Threading a Four-Dimensional Needle

I’m following my colleagues’ footsteps (slowly but surely) in blogging about our experiences collaborating and developing the summer cMOOC of UNIV 200.  Among many other things (barring his disdain for Garamond), I share Jason Coats’s excitement for stretching conceptual space beyond our weekly group meetings to help continue mapping out what’s soon to come for the course.  I’m very lucky to be a part of a team of colleagues who care about enhancing student learning and engagement so much, and in unique ways.  So the more chances we get to see the intersecting and branching points of our work together, the better.

My goal for our work together on the cMOOC is to continue trying to find ways to engage students in the classroom: to get them to care about their work, independently and collectively, and to work together to make it happen.  It’s all-too-common that writing gets seen as something done in isolation with a fixed beginning and end, where the writer moves through all of the work alone, completes it, and moves on.  Drop the mic and walk away.  This is problematic for a course that privileges teaching the process of writing and getting students to understand the importance of this process when developing their own projects, both for the specific writing class (like UNIV200) and beyond. The problem, though, isn’t (necessarily) that such students aren’t engaging in a process of writing–they are. What’s at issue here is how process should be understood, and what it may be missing. Successful students can compile research and write fine essays while lacking any investment with the material, or the class itself, because they only want to get a grade and get out.  I’m sympathetic to this (it’s how I tried to operate in any stat class my entire life), and think that we have to be as instructors: some things just aren’t enjoyable for some people.   Though, we should try our best to teach process where investment in one’s own work and caring about other students’ projects are next to impossible to avoid: where students have every opportunity to always dig deeper into their work and can’t help but work together to see how and why they should, and how nothing is ever really finished because of it.

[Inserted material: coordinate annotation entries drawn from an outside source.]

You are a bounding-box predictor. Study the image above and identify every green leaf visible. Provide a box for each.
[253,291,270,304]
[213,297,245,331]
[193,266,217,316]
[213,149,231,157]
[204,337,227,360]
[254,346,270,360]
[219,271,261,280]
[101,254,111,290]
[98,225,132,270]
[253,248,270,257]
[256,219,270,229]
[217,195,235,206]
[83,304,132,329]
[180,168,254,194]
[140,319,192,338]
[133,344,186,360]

I know that I am not saying anything others haven’t thought before.  Though, I am curious to find new ways to achieve this kind of climate in the classroom and figure out more on how the internet can allow for such collaboration and engagement.  Jason and I have had a lot of success using online tools in the classroom to augment student collaboration and progress this semester.  We were already collaborating  with our respective courses, though particular interests were sparked last summer when we began thinking about how we could gamify UNIV200 in an attempt to make it more engaging and interactive for students–an attempt to show how research and writing can be really cool.  We started drafting outlines of what a gamified UNIV200 could be, and how it could look online.  Important premises were that students had to select an initial initial topic of interest we established (created around disciplinary focuses), and that they would work in groups throughout given these shared interests (who picked what).  We started meeting with VCU’s Center for Teaching Excellence, particularly with Joyce Kincannon  and Stan Anamuah-Mensah, to workshop ideas and discuss possibly platforms/media worthwhile to pursue.   Our colleague Jennifer Roudabush quickly joined the group and we began talking about how specific tools could be used in a total online setting, as as well as how to best deliver course information to students.   After sketching major portions of the course given the expected assignments and outcomes, we realized that (1) the course we were designing had very little to do with gamification, and (2) everything we were doing could be implemented in a physical classroom.

This spring semester has been a go at how a lot of it could work.  More on some of those things in the days to come.

I will say now that, from this experience, it’s very clear that we can build classes for our students that get them to work together to forward everyone’s thinking.  Students can use online tools and spaces to simultaneously build and be resources for each other.  They can collectively compile sources and notes for research.  They can map out ideas in cohering webs rather than foundational lines.  They can engage in a process of continuous connecting, conversing, and questioning.

Hopefully with this and the work this summer, we can get students to understand that their work can always be something more: something four-dimensional that can pave the way for new students to follow.